AM Hendropriyono usai diskusi PAPPRI soal RUU Permusikan (Foto: Medcom.id/Purba Wirastama)
AM Hendropriyono usai diskusi PAPPRI soal RUU Permusikan (Foto: Medcom.id/Purba Wirastama)

AM Hendropriyono Ingin Revisi RUU Permusikan Selesai Sebelum Pemilu

Hiburan Kisruh RUU Permusikan
Purba Wirastama • 12 Februari 2019 00:21
Jakarta: Mantan Kepala BIN (Badan Intelijen Negara) AM Hendropriyono, yang kini menjabat Ketua Umum Perhimpunan Artis Penyanyi dan Pencipta Lagu Republik Indonesia (PAPPRI), ingin pembahasan dan revisi draf RUU Permusikan tuntas dalam beberapa bulan ke depan. PAPPRI adalah salah satu lembaga yang getol mendorong lahirnya UU tentang musik.
 
"Ya mudah-mudahan (selesai sebelum Pemilu 2019). Inginnya saya begitu," kata Hendro usai rapat internal pengurus PAPPRI di Sekolah Tinggi Hukum Militer Ditkumad Matraman pada Senin sore, 11 Februari 2019.
 
"PAPPRi ini kan dulu termasuk yang mengusulkan adanya RUU, tetapi kita tidak pernah mengerti apa isi dalamnya.

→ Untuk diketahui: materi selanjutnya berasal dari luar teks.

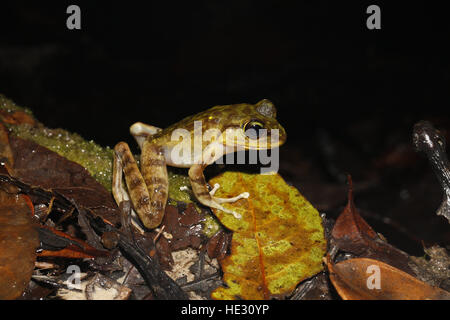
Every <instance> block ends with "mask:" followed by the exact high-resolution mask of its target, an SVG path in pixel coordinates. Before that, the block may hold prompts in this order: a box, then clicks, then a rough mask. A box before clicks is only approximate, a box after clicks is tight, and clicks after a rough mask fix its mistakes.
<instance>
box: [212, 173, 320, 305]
mask: <svg viewBox="0 0 450 320" xmlns="http://www.w3.org/2000/svg"><path fill="white" fill-rule="evenodd" d="M215 183H218V184H220V188H219V190H218V191H217V192H216V195H215V196H217V197H223V198H228V197H232V196H236V195H237V194H239V193H242V192H244V191H247V192H249V193H250V197H249V198H248V199H241V200H239V201H237V202H235V203H225V204H224V207H226V208H227V209H231V210H234V211H235V212H237V213H239V214H241V216H242V217H241V218H240V219H238V218H235V217H234V216H233V215H232V214H229V213H225V212H223V211H221V210H216V209H214V213H215V214H216V216H217V217H218V218H219V220H220V221H221V222H222V223H223V225H224V226H225V227H227V228H229V229H231V230H232V231H234V233H233V239H232V244H231V255H229V256H227V257H225V258H224V259H223V260H222V261H221V266H222V270H223V272H224V282H225V283H226V284H227V286H228V287H227V288H226V287H219V288H217V289H216V290H215V291H214V292H213V293H212V297H213V298H214V299H236V298H240V299H254V300H259V299H270V298H273V297H283V296H286V295H288V294H290V293H291V292H292V290H293V289H294V288H295V287H296V286H297V284H298V283H299V282H301V281H302V280H304V279H306V278H309V277H311V276H313V275H315V274H316V273H318V272H319V271H321V270H322V257H323V256H324V254H325V251H326V240H325V238H324V232H323V227H322V220H321V218H320V216H319V213H318V212H317V210H316V209H315V208H314V207H313V206H312V205H311V204H310V203H309V202H308V201H307V200H306V199H305V198H304V197H303V196H302V195H301V194H300V192H299V191H298V190H297V189H295V188H294V187H292V186H289V185H288V184H287V183H286V182H285V181H284V180H283V178H282V177H281V176H280V175H278V174H274V175H260V174H247V173H240V172H225V173H224V174H222V175H220V176H218V177H216V178H214V179H212V180H211V181H210V184H211V185H214V184H215Z"/></svg>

Karena itu, kami mohon Badan Keahlian DPR memberikan klarifikasi, lalu kita bisa mengajukan pemikiran tentang hal-hal yang tidak cocok di dalamnya, apakah sembilan pasal yang diributkan atau seluruh, yang penting kita ingin tahu bagaimana naskah akademiknya," imbuh Hendro.
Click to Expose

Bagaimana tanggapan anda mengenai artikel ini?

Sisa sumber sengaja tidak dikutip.